I have this URL for downloading a Zipfile. We can download the zipfile by clicking the link.
But this code I have does not work.
from datetime import datetime, timedelta
import requests, zipfile, io
from zipfile import BadZipFile
TwoMonthsAgo = datetime.now() - timedelta(60)
zip_file_url = 'https://www.statssa.gov.za/timeseriesdata/Excel/P6420%20Food%20and%20beverages%20('+ datetime.strftime(TwoMonthsAgo, '%Y%m') +').zip'
r = requests.get(zip_file_url)
z = zipfile.ZipFile(io.BytesIO(r.content))
z.extractall()
This returns an error:
BadZipFile: File is not a zip file
When I try to download the zipfile to cwd and extract it, there is once again the same error.
import urllib.request
filename = 'P6420 Food and beverages ('+ datetime.strftime(TwoMonthsAgo, '%Y%m') +').zip'
urllib.request.urlretrieve(zip_file_url, filename)
import zipfile
with zipfile.ZipFile(filename, 'r') as zip_ref:
zip_ref.extractall()
BadZipFile: File is not a zip file
This downloaded file does not extract when I try to open manually. While downloading, there is some corruption. How to overcome?
You are not downloading a zip file at all.
Printing the content returned from the URL shows that the URL returns HTML with an embedded script tag rather that a zip file
from datetime import datetime, timedelta
import requests, zipfile, io
from zipfile import BadZipFile
TwoMonthsAgo = datetime.now() - timedelta(60)
zip_file_url = 'https://www.statssa.gov.za/timeseriesdata/Excel/P6420%20Food%20and%20beverages%20('+ datetime.strftime(TwoMonthsAgo, '%Y%m') +').zip'
r = requests.get(zip_file_url)
print(r.content)
output is
b'<html>\r\n<head>\r\n<META NAME="robots" CONTENT="noindex,nofollow">\r\n<script src="/_Incapsula_Resource?SWJIYLWA=5074a744e2e3d891814e9a2dace20bd4,719d34d31c8e3a6e6fffd425f7e032f3">\r\n</script>\r\n<body>\r\n</body></html>\r\n'
Adding a user agent, as suggested by Mark Setchell, sorts the issue
from datetime import datetime, timedelta
import requests, zipfile, io
from zipfile import BadZipFile
TwoMonthsAgo = datetime.now() - timedelta(60)

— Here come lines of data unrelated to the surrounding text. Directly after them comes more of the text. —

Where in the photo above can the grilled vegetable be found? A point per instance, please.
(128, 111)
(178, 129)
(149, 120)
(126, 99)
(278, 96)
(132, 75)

zip_file_url = 'https://www.statssa.gov.za/timeseriesdata/Excel/P6420%20Food%20and%20beverages%20('+ datetime.strftime(TwoMonthsAgo, '%Y%m') +').zip'
headers = {'User-Agent': 'Mozilla/5.0 (Windows NT 10.0; Win64; x64) AppleWebKit/537.36 (KHTML, like Gecko) Chrome/102.0.0.0 Safari/537.36'}
r = requests.get(zip_file_url, headers=headers)
z = zipfile.ZipFile(io.BytesIO(r.content))
z.extractall()
running that creates this file
$ ls Excel/
'Food and beverages from 2005.xlsx'